Asbury Methodist Episcopal Church

Asbury M.E. Church burned down on March 9, 1997, a few months before it was to become the home of the Graduate School of Fine Arts at the University of Pennsylvania. The church was undergoing renovations at the time. The following is excerpted from West Philadelphia Illustrated: Early History of West Philadelphia and its Environs, its People and its Historical Points, pp. 40-41 of the chapter "West Philadelphia Historic Churches and Burial Grounds." Written and compiled by M. Laffitte Vieira. Phila.: Avil Printing Co., 1903

Asbury Church represents the oldest Methodist organization in West Philadelphia and is the mother church of several churches of that denomination on the west side of the Schuylkill. The first congregation began to worship in 1827 in an old school house at the corner of Oak (now Ludlow) and Thirty-third streets. In 1829 they purchased the lot extending through from Chestnut to Ludlow and built a church fronting on the latter street. In the rear was a burial ground extending to Chestnut Street. This church was dedicated in 1830. Oak, or Ludlow, Street was evidently then a more important thoroughfare than Chestnut Street, but in 1849 an addition was made to the south end of the church, and that became the main entrance.

The old church, certainly one of the oldest of any denomination in West Philadelphia, was, after the new edifice was erected, sold by the congregation and used for manufacturing purposes. A member of the old church writes as follows of "Asbury":

"When Asbury Church was organized by a few earnest workers in 1827, that part of the city was a country village, and around the First Church was a cow pasture. The name of the church was taken from that of Bishop Asbury, the first American Methodist Bishop sent over from England by John Wesley. The first meetings were held in the Quaker school house, at Thirty-third and Ludlow Streets, and in 1818 they organized the first Sunday school west of the Schuylkill, in Hamilton Academy, Fortieth and Chestnut streets.
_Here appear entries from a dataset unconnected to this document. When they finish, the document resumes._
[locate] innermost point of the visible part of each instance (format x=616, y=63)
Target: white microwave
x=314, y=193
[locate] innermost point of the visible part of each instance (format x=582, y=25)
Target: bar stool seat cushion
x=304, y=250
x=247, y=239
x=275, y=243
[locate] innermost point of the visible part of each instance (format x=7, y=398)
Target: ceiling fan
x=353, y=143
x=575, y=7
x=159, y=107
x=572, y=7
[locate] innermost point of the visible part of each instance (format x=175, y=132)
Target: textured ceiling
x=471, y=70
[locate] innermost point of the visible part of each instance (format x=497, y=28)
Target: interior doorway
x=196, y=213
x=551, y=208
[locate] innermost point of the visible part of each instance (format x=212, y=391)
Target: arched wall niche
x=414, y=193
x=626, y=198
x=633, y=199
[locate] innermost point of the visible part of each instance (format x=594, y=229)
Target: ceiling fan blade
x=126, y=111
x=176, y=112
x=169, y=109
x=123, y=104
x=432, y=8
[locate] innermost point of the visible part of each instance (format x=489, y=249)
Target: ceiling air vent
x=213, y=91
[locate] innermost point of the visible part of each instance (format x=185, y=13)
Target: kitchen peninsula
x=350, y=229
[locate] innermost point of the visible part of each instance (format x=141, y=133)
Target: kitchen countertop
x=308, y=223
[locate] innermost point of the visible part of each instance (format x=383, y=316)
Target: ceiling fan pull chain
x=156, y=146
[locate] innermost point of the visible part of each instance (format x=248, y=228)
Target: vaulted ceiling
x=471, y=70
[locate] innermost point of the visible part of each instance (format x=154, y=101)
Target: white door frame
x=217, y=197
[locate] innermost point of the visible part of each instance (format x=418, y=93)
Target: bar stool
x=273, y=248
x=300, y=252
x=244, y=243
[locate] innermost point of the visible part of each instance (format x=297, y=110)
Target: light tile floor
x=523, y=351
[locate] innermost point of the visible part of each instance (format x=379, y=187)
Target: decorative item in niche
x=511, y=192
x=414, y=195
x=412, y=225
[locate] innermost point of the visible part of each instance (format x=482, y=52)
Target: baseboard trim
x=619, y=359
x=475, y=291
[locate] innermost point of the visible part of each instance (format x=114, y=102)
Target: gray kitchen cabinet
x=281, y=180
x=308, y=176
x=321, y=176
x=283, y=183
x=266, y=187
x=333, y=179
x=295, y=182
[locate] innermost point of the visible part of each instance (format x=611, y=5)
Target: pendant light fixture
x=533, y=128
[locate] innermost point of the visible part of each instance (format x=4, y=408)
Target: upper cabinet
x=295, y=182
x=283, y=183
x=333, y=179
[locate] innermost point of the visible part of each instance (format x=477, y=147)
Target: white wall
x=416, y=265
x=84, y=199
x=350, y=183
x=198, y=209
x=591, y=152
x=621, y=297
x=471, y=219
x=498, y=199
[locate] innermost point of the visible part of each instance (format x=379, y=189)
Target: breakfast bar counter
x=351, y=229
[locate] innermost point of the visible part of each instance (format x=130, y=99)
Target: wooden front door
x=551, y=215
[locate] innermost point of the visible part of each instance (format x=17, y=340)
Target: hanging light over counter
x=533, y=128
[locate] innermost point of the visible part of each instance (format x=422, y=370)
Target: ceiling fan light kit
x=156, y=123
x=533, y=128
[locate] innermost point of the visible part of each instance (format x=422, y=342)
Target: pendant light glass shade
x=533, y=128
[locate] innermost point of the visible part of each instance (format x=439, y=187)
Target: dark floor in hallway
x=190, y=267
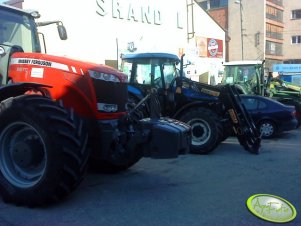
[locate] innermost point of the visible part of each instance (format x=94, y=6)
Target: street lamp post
x=241, y=28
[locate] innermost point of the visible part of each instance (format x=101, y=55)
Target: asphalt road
x=190, y=190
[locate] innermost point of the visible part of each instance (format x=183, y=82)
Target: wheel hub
x=26, y=154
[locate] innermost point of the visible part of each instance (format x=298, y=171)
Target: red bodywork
x=70, y=81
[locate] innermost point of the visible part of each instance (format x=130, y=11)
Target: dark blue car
x=271, y=117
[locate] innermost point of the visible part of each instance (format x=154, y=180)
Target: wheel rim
x=22, y=155
x=266, y=129
x=200, y=131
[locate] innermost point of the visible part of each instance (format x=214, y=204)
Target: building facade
x=255, y=28
x=101, y=30
x=292, y=32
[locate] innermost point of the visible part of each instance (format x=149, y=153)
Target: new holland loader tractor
x=57, y=115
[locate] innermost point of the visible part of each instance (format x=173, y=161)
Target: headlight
x=107, y=107
x=103, y=76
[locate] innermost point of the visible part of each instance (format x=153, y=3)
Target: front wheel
x=43, y=155
x=267, y=129
x=206, y=130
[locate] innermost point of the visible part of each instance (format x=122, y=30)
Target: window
x=296, y=39
x=274, y=31
x=273, y=13
x=274, y=48
x=296, y=14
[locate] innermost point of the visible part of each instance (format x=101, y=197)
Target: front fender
x=17, y=89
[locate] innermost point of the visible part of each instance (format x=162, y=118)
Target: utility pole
x=241, y=30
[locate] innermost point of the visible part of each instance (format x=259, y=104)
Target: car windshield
x=18, y=29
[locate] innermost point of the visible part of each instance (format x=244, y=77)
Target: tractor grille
x=111, y=93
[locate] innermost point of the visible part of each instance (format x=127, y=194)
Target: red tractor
x=58, y=114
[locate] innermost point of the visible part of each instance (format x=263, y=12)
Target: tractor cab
x=18, y=33
x=247, y=76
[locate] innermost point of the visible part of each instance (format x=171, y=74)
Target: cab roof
x=243, y=62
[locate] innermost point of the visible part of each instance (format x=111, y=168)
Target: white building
x=100, y=30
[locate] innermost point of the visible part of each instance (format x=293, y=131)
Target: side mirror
x=62, y=32
x=2, y=51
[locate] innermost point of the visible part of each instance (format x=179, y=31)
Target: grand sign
x=131, y=11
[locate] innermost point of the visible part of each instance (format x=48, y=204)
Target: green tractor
x=251, y=77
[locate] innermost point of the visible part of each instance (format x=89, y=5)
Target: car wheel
x=267, y=129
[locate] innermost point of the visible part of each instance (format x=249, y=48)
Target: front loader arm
x=242, y=123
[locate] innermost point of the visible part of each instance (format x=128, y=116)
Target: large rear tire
x=43, y=154
x=206, y=130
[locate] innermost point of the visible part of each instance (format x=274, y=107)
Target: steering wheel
x=158, y=82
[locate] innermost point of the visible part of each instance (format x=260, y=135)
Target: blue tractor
x=213, y=112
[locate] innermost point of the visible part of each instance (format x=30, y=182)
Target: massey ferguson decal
x=38, y=62
x=35, y=62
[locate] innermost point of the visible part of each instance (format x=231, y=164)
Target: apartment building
x=292, y=32
x=255, y=28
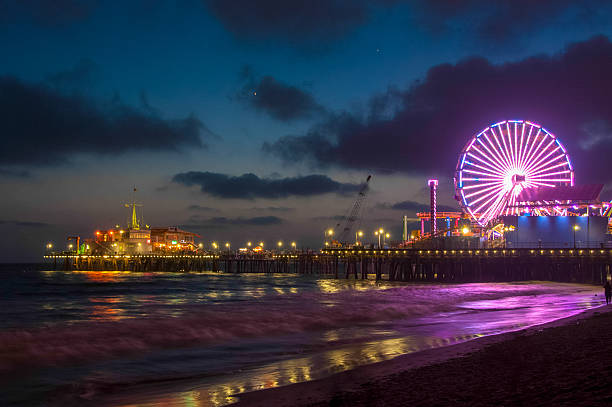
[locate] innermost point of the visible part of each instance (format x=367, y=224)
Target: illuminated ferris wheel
x=504, y=159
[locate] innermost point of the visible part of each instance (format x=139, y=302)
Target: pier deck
x=588, y=266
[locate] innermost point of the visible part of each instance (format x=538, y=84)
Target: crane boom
x=349, y=221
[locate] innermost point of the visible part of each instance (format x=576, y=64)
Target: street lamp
x=358, y=234
x=576, y=227
x=379, y=233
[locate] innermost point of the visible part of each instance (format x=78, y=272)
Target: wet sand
x=567, y=362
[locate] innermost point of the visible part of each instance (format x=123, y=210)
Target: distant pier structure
x=586, y=266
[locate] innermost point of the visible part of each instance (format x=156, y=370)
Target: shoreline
x=389, y=382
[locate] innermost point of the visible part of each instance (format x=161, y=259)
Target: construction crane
x=349, y=221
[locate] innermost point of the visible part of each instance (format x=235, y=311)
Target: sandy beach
x=567, y=362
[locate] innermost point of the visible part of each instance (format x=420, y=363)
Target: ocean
x=198, y=339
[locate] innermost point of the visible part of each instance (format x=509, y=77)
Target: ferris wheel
x=504, y=159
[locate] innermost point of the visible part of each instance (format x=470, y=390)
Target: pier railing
x=589, y=266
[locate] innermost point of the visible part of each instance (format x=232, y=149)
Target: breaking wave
x=264, y=317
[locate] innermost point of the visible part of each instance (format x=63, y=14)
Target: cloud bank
x=250, y=186
x=423, y=128
x=43, y=126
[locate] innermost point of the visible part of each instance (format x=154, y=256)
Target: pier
x=586, y=266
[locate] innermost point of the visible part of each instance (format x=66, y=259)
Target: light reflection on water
x=246, y=332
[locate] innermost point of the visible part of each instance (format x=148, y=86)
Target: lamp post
x=379, y=233
x=358, y=234
x=576, y=227
x=329, y=232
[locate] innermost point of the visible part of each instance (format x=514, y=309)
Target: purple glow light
x=503, y=163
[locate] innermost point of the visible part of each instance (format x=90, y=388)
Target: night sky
x=257, y=120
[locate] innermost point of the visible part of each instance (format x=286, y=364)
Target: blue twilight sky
x=182, y=99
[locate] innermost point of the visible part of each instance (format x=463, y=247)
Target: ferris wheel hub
x=503, y=160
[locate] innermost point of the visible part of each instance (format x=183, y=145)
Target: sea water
x=184, y=339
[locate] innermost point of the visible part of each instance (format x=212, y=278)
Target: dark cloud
x=412, y=206
x=314, y=22
x=45, y=126
x=11, y=173
x=273, y=209
x=79, y=76
x=28, y=224
x=568, y=93
x=279, y=100
x=504, y=21
x=250, y=186
x=219, y=222
x=47, y=13
x=199, y=208
x=335, y=218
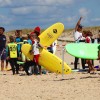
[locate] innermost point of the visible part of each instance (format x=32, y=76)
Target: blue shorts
x=3, y=55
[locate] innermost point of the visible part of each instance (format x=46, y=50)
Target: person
x=35, y=50
x=78, y=38
x=36, y=31
x=88, y=39
x=18, y=38
x=13, y=55
x=28, y=62
x=2, y=47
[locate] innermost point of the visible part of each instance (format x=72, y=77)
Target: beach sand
x=75, y=86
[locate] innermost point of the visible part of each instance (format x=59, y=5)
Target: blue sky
x=19, y=14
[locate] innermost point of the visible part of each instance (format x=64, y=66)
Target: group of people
x=11, y=51
x=86, y=37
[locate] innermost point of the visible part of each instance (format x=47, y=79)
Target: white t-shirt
x=35, y=48
x=78, y=36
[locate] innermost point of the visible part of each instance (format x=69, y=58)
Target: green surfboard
x=83, y=50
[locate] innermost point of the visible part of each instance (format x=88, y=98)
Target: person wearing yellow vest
x=13, y=55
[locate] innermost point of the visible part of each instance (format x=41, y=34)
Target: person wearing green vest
x=13, y=55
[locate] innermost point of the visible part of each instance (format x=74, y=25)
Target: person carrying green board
x=78, y=38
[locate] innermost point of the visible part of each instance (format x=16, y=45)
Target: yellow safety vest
x=13, y=50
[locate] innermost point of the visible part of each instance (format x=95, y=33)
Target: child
x=35, y=44
x=87, y=35
x=13, y=55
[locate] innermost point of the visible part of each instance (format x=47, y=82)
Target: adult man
x=78, y=38
x=2, y=47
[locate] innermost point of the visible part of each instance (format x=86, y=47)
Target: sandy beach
x=75, y=86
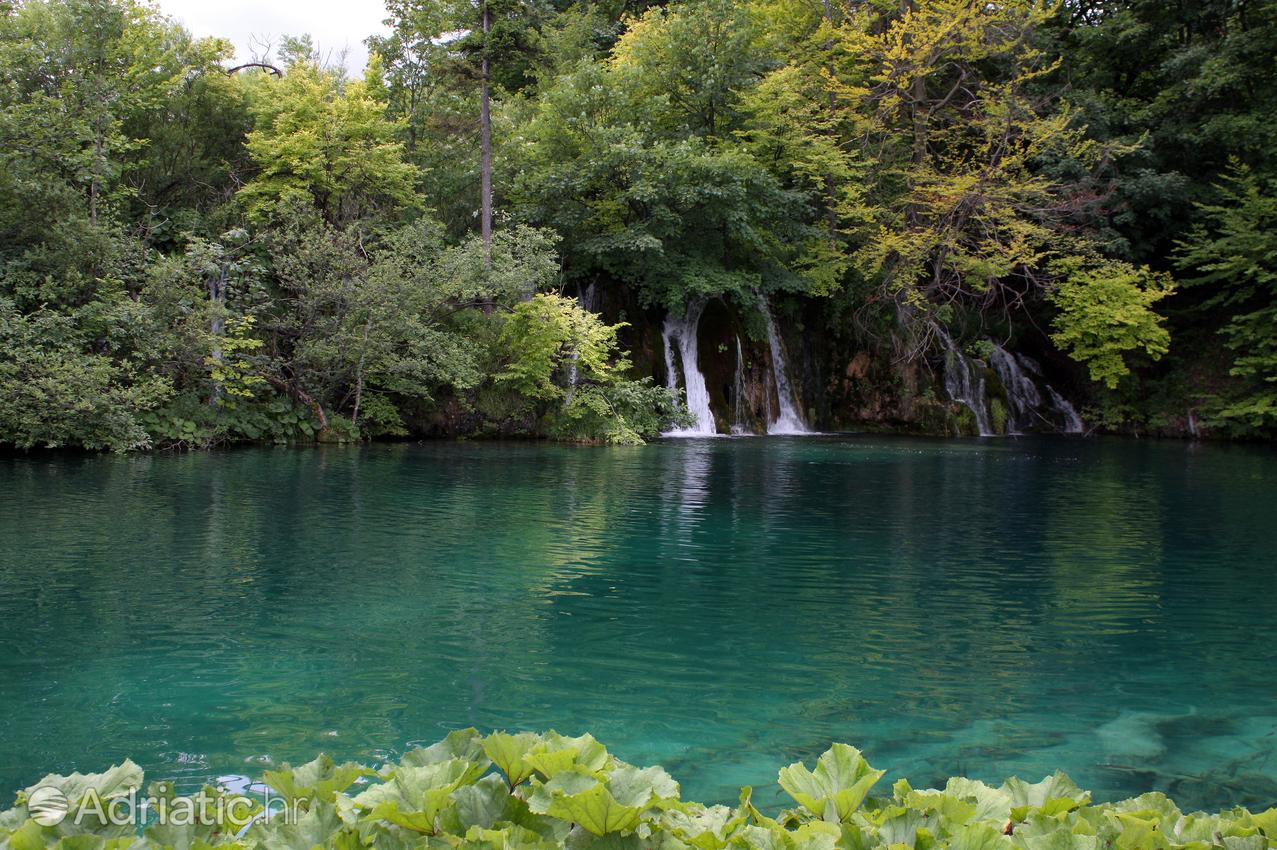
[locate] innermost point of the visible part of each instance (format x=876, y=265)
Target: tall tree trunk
x=830, y=189
x=217, y=323
x=485, y=139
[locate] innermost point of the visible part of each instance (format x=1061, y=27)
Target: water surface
x=719, y=606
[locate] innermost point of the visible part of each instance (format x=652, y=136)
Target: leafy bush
x=551, y=791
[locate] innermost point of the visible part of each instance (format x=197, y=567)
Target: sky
x=333, y=24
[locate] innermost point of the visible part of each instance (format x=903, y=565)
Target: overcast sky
x=333, y=24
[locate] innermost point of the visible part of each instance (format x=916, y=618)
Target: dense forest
x=507, y=223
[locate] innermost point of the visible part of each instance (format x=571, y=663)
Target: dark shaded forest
x=943, y=211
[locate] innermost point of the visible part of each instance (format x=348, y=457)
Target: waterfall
x=738, y=419
x=585, y=298
x=1026, y=386
x=964, y=382
x=681, y=332
x=1055, y=412
x=788, y=419
x=1072, y=420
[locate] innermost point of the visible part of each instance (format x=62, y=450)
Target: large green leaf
x=1052, y=795
x=507, y=753
x=317, y=780
x=837, y=786
x=466, y=744
x=414, y=795
x=483, y=803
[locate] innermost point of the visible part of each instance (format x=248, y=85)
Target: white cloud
x=335, y=26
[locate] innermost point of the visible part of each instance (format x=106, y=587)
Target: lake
x=719, y=606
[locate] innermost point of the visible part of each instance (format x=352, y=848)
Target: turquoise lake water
x=718, y=606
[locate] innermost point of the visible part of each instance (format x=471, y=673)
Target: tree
x=324, y=143
x=1232, y=254
x=485, y=42
x=1106, y=310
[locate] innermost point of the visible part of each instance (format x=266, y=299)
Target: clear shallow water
x=718, y=606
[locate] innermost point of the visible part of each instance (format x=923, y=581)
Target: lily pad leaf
x=318, y=779
x=507, y=753
x=596, y=811
x=466, y=744
x=842, y=779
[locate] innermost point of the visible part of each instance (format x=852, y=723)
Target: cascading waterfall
x=681, y=332
x=1024, y=401
x=586, y=299
x=738, y=409
x=1055, y=412
x=788, y=420
x=964, y=382
x=1073, y=423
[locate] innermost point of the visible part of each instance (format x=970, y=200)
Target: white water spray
x=964, y=382
x=738, y=419
x=681, y=333
x=788, y=419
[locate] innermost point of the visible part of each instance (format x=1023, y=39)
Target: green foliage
x=558, y=352
x=55, y=393
x=1106, y=314
x=551, y=791
x=1232, y=254
x=551, y=337
x=322, y=142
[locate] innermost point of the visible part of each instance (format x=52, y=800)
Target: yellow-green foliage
x=1106, y=313
x=548, y=335
x=551, y=791
x=326, y=143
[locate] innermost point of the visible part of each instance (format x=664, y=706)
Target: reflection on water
x=719, y=606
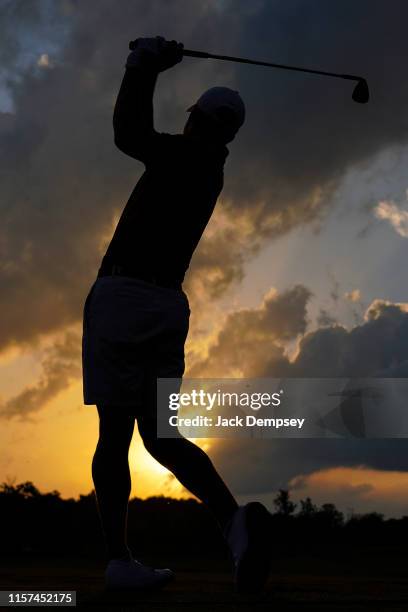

The little band which laid the foundation of the church met from house to house, until the Rev. Jacob Gruber and the Rev. William Cooper came in 1827. The First Church building was erected in 1829. At the time of the dedication in 1830 there were seventy regular members, and during all the succeeding years it has had a widening field of usefulness.

"The church, seeking to enlarge her borders, in 1835 started a mission at Forty-second and Market Streets. Another mission was organized in Haddington in 1857 and a little later another in Mantua village. It was then that Asbury became the mother church of West Philadelphia Methodism, having given the first impetus to the present Fortieth Street, Christ and Sarah D. Cooper Memorial Churches. The first Asbury Church was a quaint building, with two front doors and a series of steps leading to each entrance. There was one aisle, and that was in the centre. The pulpit was at the south end, and was reached by a high staircase. The church was lighted by oil lamps suspended from the ceiling.

"In 1850 the growing congregation emphasized the need of better accommodations, and a remodeled and enlarged building was the result, with the front on Chestnut Street. During more than thirty years the congregation worshiped in the second temple, but in 1883 such changes had taken place in that section of West Philadelphia that the time had come for a new church on a larger scale. Plans were introduced during the pastorate of the Rev. Jerome Lindemuth, and the Rev. Dr. James Morrow, his successor, was the means of erecting the present handsome and commodious edifice at a cost, including the ground, of $80,000. The auditorium has a seating capacity for 800 persons. The first floor is divided into Sunday school and class rooms and trustees' apartments. The windows are all of stained glass, the large memorial one in front of the building being a gift of the late George W. Childs, as a tribute to the life and work of Bishop Simpson.

The Rev. Dr. W. H. Lindemuth, the pastor, was called to that field five years ago [ca. 1898], and is the son of the Rev. Jerome Lindemuth, a former pastor, who served the church in 1883-1885. Marked improvements have been made in the church during the present pastorate. The mortgage indebtedness has been reduced from $16,000 to $8,000.

The new church stands on the site of the old burial ground, the bodies having been removed to Mt. Moriah Cemetery.

Among the families of West Philadelphia who have been or are now represented on the roll of Asbury membership are the Sages, Roses, Mullens, Wests, Ritters, Hunters, Hickses, Prentzels, Allisons, Loflins, Van Houtens and others, all old families of West Philadelphia.

When Rev. J. F. Crouch was stationed at Chester some years ago, an old lady belonging to his congregation told him that she frequently in her younger days walked from Chester to Philadelphia, to attend the Sunday lovefeast at Asbury, returning the same day. The distance covered is about twenty-four miles.